Nations Royalty Announces Upsize of Bought Deal LIFE Private Placement for Gross Proceeds of C$13 Million
Vancouver, British Columbia--(Newsfile Corp. - January 15, 2026) - Nations Royalty Corp. (TSXV: NRC) (OTCQB: NRYCF) (FSE: Y96) ("Nations Royalty" or the "Company") is pleased to announce that as a result of strong investor demand, the Company and Red Cloud Securities Inc. ("Red Cloud") have agreed to increase the size of its previously announced "bought deal" private placement (the "Underwritten Offering") from gross proceeds of C$10,000,000 to gross proceeds of C$13,000,000. Pursuant to the upsized Underwritten Offering, Red Cloud, acting as co-lead underwriter and sole bookrunner, and Canaccord Genuity Corp. (collectively with Red Cloud, the "Underwriters"), as co-lead underwriter, will purchase for resale 8,125,000 units of the Company (the "Units") at a price of C$1.60 per Unit (the "Offering Price").

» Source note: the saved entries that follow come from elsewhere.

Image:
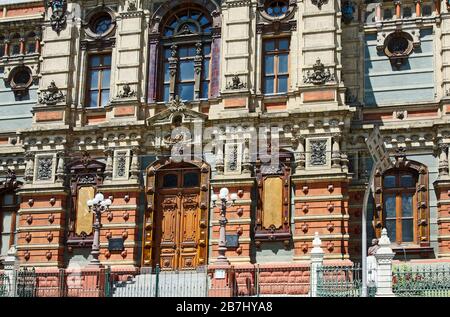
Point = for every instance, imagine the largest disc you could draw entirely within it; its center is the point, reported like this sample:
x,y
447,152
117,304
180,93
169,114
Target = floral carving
x,y
58,18
52,96
236,84
318,152
44,171
127,92
319,75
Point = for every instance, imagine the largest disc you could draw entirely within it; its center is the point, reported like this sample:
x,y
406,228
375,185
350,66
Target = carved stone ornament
x,y
319,75
319,3
176,105
236,84
318,152
58,18
52,96
44,169
132,5
126,92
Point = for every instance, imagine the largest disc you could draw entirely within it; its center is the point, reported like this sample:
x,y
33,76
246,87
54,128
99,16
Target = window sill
x,y
412,250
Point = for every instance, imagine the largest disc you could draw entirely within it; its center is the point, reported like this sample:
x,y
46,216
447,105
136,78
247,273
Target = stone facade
x,y
344,79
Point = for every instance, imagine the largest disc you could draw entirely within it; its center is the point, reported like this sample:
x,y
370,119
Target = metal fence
x,y
259,281
27,282
421,280
147,282
341,281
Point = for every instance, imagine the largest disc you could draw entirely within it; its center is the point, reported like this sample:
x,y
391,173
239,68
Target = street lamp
x,y
98,205
225,202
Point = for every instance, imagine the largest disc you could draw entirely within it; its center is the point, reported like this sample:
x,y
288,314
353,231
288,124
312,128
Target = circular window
x,y
102,24
22,78
277,8
398,45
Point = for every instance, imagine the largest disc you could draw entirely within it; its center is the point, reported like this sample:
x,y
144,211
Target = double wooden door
x,y
177,231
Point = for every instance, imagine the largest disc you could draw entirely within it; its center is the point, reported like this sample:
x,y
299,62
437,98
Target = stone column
x,y
443,159
336,152
219,158
60,167
246,165
29,169
109,164
300,154
11,265
384,256
317,255
135,163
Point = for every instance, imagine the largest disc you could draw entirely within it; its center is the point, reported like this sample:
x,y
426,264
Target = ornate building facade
x,y
160,104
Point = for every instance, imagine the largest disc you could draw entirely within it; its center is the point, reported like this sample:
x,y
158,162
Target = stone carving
x,y
232,158
348,9
58,18
319,76
318,152
52,96
44,168
121,164
176,105
236,84
319,3
132,5
126,92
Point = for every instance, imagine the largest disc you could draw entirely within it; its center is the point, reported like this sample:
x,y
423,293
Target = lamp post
x,y
225,202
98,205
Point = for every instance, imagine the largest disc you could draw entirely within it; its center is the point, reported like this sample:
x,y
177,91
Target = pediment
x,y
176,108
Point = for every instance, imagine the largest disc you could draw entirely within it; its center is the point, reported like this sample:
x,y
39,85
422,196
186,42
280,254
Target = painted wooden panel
x,y
84,218
273,202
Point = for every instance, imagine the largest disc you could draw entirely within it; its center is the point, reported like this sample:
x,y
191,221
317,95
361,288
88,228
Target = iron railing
x,y
341,281
260,281
421,280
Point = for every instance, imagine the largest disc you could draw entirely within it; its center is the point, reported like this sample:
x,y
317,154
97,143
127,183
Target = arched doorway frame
x,y
149,217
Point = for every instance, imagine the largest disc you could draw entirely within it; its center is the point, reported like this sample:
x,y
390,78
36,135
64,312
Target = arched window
x,y
8,212
401,203
186,56
15,47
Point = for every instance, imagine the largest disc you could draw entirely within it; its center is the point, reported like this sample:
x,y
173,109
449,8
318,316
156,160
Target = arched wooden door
x,y
179,230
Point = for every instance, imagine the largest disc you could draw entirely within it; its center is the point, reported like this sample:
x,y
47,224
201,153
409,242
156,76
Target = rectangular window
x,y
399,197
31,48
8,209
98,80
276,66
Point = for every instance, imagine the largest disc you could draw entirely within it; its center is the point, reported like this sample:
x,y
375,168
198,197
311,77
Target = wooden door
x,y
177,219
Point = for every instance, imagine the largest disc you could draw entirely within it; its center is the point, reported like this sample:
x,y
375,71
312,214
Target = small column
x,y
29,169
219,158
336,152
11,264
60,167
38,44
198,62
109,164
317,255
443,159
300,154
246,165
7,43
173,62
378,12
418,4
22,46
384,258
135,163
398,13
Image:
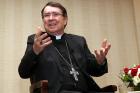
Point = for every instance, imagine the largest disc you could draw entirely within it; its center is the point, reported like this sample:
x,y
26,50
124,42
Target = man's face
x,y
54,20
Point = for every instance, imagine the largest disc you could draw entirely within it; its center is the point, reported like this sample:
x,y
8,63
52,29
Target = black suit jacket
x,y
45,66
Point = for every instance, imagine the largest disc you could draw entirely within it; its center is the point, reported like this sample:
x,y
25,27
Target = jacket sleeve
x,y
93,68
28,61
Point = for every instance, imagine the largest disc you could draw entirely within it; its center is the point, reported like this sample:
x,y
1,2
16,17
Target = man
x,y
62,59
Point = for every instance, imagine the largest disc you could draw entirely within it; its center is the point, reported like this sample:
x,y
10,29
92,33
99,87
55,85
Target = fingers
x,y
38,32
107,48
104,43
102,52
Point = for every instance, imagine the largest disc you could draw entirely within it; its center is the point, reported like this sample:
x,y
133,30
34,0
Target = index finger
x,y
38,32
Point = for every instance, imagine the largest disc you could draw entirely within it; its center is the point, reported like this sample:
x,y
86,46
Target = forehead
x,y
49,9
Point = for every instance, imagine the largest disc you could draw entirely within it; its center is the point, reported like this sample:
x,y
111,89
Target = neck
x,y
58,33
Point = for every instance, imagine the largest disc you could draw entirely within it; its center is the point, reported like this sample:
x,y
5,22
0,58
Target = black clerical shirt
x,y
67,80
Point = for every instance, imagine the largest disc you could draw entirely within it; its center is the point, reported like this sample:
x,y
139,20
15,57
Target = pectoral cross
x,y
74,73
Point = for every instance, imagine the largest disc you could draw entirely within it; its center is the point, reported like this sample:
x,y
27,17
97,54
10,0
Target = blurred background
x,y
116,20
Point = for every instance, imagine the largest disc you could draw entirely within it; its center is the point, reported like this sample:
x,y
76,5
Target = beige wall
x,y
116,20
137,21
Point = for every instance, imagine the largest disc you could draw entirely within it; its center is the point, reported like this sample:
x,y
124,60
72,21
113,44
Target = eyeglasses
x,y
54,14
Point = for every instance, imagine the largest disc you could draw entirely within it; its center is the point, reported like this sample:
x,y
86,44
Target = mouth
x,y
52,24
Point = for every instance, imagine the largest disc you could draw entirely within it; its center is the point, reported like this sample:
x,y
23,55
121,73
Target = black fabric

Each Unit will consist of one common share of the Company (each, a "Unit Share") and one-half of one common share purchase warrant (each whole warrant, a "Warrant"). Each whole Warrant shall entitle the holder to purchase one common share of the Company (each, a "Warrant Share") at a price of C$2.25 at any time on or before that date which is 36 months after the Closing Date (as herein defined).
The Company will grant to the Underwriters an option, exercisable up to 48 hours prior to the Closing Date, to purchase for resale up to an additional 1,250,000 Units at the Offering Price for additional gross proceeds of up to C$2,000,000 (the "Over-Allotment Option"). The Underwritten Offering and the securities issuable upon exercise of the Over-Allotment Option shall be collectively referred to as the "Offering".

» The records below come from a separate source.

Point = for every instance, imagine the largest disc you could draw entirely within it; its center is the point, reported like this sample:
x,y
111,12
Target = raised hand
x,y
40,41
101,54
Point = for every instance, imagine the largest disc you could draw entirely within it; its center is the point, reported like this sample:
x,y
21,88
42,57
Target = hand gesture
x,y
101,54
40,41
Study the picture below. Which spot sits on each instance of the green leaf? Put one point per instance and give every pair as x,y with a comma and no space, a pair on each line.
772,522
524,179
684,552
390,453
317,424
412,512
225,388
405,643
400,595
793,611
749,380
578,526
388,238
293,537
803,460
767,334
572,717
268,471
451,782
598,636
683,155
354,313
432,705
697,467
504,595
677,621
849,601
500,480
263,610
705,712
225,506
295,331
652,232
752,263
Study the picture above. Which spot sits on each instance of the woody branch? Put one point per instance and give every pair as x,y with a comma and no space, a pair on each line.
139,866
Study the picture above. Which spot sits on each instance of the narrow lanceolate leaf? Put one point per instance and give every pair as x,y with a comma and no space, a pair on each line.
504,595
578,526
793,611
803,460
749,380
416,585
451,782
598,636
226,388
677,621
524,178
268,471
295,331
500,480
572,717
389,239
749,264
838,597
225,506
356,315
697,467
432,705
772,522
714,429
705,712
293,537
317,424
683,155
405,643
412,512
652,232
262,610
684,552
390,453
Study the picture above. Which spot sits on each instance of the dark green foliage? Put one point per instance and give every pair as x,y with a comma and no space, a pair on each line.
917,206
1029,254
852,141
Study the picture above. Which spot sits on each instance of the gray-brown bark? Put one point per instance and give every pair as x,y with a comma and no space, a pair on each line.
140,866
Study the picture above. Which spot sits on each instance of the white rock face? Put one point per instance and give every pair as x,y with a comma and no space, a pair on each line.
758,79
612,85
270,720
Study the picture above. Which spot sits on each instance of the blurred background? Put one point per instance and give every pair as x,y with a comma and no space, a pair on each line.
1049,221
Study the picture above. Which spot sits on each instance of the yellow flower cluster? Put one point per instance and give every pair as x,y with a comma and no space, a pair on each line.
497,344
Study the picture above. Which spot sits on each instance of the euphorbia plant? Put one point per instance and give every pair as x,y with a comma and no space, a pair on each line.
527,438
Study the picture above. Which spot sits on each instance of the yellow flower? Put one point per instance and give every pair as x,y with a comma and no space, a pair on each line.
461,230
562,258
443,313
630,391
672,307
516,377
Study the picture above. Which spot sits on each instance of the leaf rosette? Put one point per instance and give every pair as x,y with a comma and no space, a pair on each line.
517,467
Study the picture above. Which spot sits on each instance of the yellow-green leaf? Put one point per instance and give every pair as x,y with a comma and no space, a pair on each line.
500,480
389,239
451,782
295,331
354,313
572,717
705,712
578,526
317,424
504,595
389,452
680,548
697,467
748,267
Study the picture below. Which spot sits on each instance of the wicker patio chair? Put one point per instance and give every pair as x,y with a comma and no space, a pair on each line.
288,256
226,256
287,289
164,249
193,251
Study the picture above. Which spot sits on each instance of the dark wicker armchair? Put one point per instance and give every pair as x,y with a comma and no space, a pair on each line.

The Company intends to use the net proceeds of the Offering for acquisitions of royalties, income and commodity streams, annual benefit payments and similar interests, as well as for working capital purposes.

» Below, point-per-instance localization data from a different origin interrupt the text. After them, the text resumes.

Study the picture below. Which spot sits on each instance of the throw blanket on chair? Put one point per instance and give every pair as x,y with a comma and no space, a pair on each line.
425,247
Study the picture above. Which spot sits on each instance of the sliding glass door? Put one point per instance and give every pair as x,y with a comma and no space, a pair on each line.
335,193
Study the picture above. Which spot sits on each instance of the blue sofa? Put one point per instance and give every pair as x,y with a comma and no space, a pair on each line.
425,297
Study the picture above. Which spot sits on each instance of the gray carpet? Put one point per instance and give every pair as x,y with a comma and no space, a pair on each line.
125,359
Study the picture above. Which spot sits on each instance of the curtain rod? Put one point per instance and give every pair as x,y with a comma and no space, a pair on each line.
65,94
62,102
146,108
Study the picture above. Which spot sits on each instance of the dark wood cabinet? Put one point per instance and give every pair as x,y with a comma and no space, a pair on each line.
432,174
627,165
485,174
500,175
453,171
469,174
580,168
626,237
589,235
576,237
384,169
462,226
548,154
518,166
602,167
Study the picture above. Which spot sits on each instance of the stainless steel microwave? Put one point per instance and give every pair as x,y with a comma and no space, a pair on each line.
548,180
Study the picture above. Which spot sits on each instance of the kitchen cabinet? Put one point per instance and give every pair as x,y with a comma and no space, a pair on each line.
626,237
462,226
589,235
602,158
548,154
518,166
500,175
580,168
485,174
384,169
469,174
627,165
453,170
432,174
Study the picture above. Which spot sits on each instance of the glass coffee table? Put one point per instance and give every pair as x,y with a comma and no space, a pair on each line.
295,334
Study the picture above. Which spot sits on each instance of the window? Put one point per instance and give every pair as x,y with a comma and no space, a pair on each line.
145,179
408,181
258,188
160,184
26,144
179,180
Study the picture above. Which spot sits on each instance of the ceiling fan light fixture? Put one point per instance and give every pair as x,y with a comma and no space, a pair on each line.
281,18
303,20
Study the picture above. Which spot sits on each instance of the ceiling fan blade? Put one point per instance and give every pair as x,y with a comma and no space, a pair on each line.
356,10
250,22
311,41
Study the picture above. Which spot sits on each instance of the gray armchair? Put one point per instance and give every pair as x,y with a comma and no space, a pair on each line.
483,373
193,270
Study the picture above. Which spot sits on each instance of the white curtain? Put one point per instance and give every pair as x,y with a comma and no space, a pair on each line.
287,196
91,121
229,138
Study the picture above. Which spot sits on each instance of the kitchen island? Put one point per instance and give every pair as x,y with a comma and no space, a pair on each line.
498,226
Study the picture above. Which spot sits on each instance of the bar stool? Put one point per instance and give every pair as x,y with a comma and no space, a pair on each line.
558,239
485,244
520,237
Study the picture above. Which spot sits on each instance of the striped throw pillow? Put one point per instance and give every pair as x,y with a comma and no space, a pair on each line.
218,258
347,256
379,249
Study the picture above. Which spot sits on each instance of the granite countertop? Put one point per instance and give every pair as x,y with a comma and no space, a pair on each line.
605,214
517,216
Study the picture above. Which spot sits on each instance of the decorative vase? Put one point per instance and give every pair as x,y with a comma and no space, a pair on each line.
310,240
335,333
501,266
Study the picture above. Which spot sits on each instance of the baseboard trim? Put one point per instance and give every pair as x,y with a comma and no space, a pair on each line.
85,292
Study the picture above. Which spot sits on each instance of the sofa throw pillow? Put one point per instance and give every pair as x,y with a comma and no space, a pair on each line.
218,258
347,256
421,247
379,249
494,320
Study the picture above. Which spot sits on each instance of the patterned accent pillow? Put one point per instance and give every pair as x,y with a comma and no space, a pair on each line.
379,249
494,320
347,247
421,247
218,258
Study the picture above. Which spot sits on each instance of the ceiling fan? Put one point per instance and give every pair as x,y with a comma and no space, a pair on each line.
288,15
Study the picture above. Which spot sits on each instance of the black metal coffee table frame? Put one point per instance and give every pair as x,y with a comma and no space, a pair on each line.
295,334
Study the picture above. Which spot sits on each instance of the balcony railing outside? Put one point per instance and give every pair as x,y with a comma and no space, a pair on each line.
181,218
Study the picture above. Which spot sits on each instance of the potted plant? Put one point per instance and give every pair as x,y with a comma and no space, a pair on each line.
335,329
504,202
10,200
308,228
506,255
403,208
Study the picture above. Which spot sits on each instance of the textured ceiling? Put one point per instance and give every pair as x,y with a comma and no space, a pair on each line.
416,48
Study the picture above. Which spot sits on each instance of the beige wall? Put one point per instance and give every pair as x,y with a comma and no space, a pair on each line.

Subject to compliance with applicable regulatory requirements and in accordance with National Instrument 45-106 - Prospectus Exemptions ("NI 45-106"), the Units under the Offering will be offered for sale to purchasers resident in all of the provinces of Canada except Québec pursuant to the listed issuer financing exemption under Part 5A of NI 45-106, as amended by Coordinated Blanket Order 45-935 - Exemptions from Certain Conditions of the Listed Issuer Financing Exemption (the "Listed Issuer Financing Exemption"). The Unit Shares and the Warrant Shares underlying the Units are expected to be immediately freely tradeable in accordance with applicable Canadian securities legislation if sold to purchasers resident in Canada. The Units will also be offered in the United States or to, or for the account or benefit of, U.S. persons, by way of private placement pursuant to the exemptions from the registration requirements provided for under the United States Securities Act of 1933, as amended (the "U.S. Securities Act"), and in jurisdictions outside of Canada and the United States on a private placement or equivalent basis, in each case in accordance with all applicable laws, provided that no prospectus, registration statement or other similar document is required to be filed in such jurisdiction.